ここで、驚愕するのが、文書の超長期保存に不活性ガス利用したことです。世界でも先駆的な事例であり、世界初であったと推測します。日本で長期保存に不活性ガスを利用できることが一般に知られたのは、EXPO’70のタイムカプセルからであり、アメリカの独立宣言書が、不活性ガスに封印されたのは、2003年のことです。

何故、そんな先進的なことができたのか

私は、一番の理由は、秀次郎氏の心、誠意というところにあると考えます。どうしても長く保存するんだ、できるだけのことをやってあげたいという心ですね。それに対し、アドバイスをしたのが岡野昇博士を会長とする「智恵の会」であり、実際の製作にあたった東京電気会社 八巻升次技師 達が、秀次郎氏の想いに、「智恵」で、応えたということだと考えています。
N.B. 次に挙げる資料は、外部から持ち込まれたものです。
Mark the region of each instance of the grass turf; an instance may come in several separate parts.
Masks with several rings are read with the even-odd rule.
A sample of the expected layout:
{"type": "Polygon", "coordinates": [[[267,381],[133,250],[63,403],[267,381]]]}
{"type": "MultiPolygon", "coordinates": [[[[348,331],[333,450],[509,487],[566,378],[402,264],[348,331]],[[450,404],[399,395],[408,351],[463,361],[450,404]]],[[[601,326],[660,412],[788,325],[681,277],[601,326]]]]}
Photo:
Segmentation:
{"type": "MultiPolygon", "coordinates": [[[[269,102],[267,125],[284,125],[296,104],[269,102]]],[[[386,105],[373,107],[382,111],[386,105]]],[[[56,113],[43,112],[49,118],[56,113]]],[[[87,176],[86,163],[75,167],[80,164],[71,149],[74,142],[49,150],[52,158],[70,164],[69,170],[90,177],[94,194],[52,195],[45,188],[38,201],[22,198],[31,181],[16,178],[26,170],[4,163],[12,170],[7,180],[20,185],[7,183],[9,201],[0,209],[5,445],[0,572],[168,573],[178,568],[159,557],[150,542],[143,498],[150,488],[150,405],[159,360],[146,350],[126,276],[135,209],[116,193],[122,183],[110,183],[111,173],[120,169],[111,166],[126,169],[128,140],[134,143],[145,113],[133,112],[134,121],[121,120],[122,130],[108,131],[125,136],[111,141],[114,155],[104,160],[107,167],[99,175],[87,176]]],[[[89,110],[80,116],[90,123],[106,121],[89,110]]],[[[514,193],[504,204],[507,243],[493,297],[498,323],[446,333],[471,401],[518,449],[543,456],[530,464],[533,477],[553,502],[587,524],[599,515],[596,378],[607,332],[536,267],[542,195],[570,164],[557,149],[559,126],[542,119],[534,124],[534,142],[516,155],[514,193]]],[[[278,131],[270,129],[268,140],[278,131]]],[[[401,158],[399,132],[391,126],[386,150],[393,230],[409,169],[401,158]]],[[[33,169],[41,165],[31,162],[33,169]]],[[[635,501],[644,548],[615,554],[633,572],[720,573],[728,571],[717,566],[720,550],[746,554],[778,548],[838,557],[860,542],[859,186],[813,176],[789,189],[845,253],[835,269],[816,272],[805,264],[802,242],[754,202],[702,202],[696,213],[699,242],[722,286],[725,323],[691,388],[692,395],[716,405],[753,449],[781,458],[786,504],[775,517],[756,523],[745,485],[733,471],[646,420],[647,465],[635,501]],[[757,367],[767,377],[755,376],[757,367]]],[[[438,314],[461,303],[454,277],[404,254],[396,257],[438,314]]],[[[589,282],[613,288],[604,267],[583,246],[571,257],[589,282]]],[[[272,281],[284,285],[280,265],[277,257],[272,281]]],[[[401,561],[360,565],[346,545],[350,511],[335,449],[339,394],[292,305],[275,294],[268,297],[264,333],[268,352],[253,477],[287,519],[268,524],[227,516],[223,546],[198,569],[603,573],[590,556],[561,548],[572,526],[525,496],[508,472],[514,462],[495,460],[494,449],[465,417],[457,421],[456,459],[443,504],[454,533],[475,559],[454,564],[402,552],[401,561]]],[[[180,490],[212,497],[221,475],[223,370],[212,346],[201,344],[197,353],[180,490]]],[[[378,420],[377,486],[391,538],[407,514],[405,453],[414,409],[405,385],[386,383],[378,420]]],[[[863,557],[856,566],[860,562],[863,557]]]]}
今、ビジネスに取り組んでいる皆様には、このような先人の姿勢を参考にして頂き、常に、最新の知恵をもって記録の保存にあたって頂ければと思います。時に、技術的には古新聞になった業務規程を見直すこともせず、従前にやり方を頑なに変えない方や、クラウドに任せれば安全という方を見ることがあり、大変心が痛みます。